One refinement protects novel lineages from a false mixed_viral call. When a bin shows no coherent cellular contigs, three or more viral-bearing contigs, and a viral_mixture signature, that pattern can equally mean a genuinely novel virus whose markers do not yet match a single reference order. GVClass downgrades that case from mixed_viral to uncertain, which routes it to manual review rather than rejection. Notably, the per-contig evidence behind these calls (cellular_coherent_*, cellular_lineage_purity_median, viral_bearing_contig_count, contig_attribution_mode) is written to the extended summary tables, keeping the main table readable.

Duplication as complementary QC

Two duplication columns add a second, orthogonal view that does not depend on the contamination model. order_dup is the average copy number of the order-level markers expected for the lineage, and gvog8_dup is the duplication factor across the eight core NCLDV markers. A single clean genome should carry one copy of each, so both sit near 1. Values above roughly 2 point to multiple populations, an assembly chimera, or a mixed bin; values below about 1.5 are typically clean. Duplication catches a failure mode the percentages can miss: a bin can look complete and score low contamination yet still hold two near-complete genomes of the same lineage, which inflates the duplication factors before it surfaces anywhere else.
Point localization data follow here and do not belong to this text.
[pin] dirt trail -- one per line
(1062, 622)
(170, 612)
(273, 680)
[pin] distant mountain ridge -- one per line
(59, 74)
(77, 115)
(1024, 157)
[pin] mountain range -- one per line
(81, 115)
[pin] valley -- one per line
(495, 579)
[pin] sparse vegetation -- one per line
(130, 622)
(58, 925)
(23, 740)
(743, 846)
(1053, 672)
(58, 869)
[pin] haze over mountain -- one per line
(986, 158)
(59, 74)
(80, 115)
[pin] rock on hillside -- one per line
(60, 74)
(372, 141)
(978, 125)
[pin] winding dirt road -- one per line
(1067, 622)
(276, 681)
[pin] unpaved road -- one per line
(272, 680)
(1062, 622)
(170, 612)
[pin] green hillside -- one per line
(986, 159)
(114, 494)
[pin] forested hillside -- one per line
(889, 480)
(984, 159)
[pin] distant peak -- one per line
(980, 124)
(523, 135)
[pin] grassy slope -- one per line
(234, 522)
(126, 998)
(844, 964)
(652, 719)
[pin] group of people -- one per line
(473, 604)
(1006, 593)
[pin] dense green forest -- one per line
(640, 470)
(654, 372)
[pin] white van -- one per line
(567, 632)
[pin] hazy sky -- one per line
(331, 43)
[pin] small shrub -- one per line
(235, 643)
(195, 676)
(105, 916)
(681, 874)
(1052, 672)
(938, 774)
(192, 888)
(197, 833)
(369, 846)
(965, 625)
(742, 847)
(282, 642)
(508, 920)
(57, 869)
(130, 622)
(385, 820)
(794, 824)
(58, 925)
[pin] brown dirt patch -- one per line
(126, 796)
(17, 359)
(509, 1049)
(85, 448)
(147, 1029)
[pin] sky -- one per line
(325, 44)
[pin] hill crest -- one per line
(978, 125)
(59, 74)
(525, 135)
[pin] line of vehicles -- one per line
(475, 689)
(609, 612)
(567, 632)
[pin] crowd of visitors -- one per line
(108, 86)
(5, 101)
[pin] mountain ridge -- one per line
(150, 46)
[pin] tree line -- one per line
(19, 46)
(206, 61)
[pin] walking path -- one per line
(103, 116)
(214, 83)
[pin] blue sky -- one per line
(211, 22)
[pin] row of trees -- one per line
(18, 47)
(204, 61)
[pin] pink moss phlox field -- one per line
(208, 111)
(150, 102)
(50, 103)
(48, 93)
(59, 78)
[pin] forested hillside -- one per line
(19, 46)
Reading the metrics together

Together these columns describe a bin from complementary angles. High estimated_completeness at a reliability tier you trust, low estimated_contamination, contamination_type clean, and duplication factors near 1 is the signature of a high-quality GVMAG. Low completeness, contamination at or above 10, a non-clean type, or duplication above 2 each flag a bin for manual curation. The assess genome quality how-to turns these thresholds into a step-by-step triage you can run across a batch of bins, and the output reference documents every column these metrics live in.